The following are the prerequisites for setting up Pig and running Pig scripts.

  • You should have the latest stable build of Hadoop up and running, to install hadoop, please check my previous blog article on Hadoop Setup.

  1. Download a stable version of Pig file from apache download mirrors,  For this tutorial we are using pig-0.11.1,this release works with Hadoop 0.20.X, 1.X, 0.23.X and 2.X


2. Copy the pig binaries into the /usr/local/pig directory.

cp -r pig-0.11.1.tar.gz /usr/local/pig

3. Change the directory to /usr/local/pig by using this command

cd /usr/local/pig

4. Unpack the compressed pig, in the directory /usr/local/pig

sudo tar xvzf pig-0.11.1.tar.gz

pig2 pig3

5. set PIG_HOME in $HOME/.bashrc so it will be set every time you login. Add the following line to it.

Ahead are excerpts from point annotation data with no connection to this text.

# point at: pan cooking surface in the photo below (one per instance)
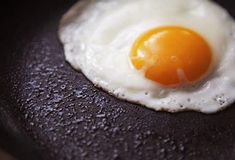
(63, 113)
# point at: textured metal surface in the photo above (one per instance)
(71, 119)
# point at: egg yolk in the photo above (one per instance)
(172, 56)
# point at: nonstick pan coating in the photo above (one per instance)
(50, 111)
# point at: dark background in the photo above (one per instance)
(49, 111)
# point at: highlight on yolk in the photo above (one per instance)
(172, 56)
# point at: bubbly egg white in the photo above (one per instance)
(98, 35)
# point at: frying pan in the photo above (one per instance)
(50, 111)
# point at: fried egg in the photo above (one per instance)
(170, 55)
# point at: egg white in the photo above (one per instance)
(98, 35)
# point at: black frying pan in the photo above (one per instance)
(49, 111)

export PIG_HOME=<path_to_pig_home_directory>

export PIG_HOME='/usr/local/pig/pig-0.11.1'


6. Set the environment variable JAVA_HOME to point to the Java installation directory, which Pig uses internally.

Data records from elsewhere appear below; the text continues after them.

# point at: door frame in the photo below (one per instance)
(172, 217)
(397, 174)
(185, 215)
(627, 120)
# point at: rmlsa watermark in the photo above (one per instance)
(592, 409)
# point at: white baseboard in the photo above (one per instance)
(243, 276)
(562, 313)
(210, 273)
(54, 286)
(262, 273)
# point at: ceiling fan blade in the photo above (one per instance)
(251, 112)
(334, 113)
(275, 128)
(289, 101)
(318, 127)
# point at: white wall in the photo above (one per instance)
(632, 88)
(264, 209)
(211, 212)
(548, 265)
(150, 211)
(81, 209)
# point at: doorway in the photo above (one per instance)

export JAVA_HOME=<<Java_installation_directory>>

Execution Modes

Pig has two modes of execution – local mode and MapReduce mode.

Local Mode

Local mode is usually used to verify and debug Pig queries and/or scripts on smaller datasets which a single machine could handle. It runs on a single JVM and access the local filesystem.

To run in local mode, please pass the following command:

$ pig -x local 


MapReduce Mode

This is the default mode Pig translates the queries into MapReduce jobs, which requires access to a Hadoop cluster.

$ pig

2013-10-28 11:39:44,767 [main] INFO  org.apache.pig.Main – Apache Pig version 0.11.1 (r1459641) compiled Mar 22 2013, 02:13:53

2013-10-28 11:39:44,767 [main] INFO  org.apache.pig.Main – Logging error messages to: /home/hduser/pig_1382985584762.log

2013-10-28 11:39:44,797 [main] INFO  org.apache.pig.impl.util.Utils – Default bootup file /home/hduser/.pigbootup not found

2013-10-28 11:39:45,094 [main] INFO  org.apache.pig.backend.hadoop.executionengine.HExecutionEngine – Connecting to hadoop file system at: hdfs://Hadoopmaster:54310

2013-10-28 11:39:45,592 [main] INFO  org.apache.pig.backend.hadoop.executionengine.HExecutionEngine – Connecting to map-reduce job tracker at: Hadoopmaster:54311



You can see the log reports from Pig stating the filesystem and jobtracker it connected to. Grunt is an interactive shell for your Pig queries.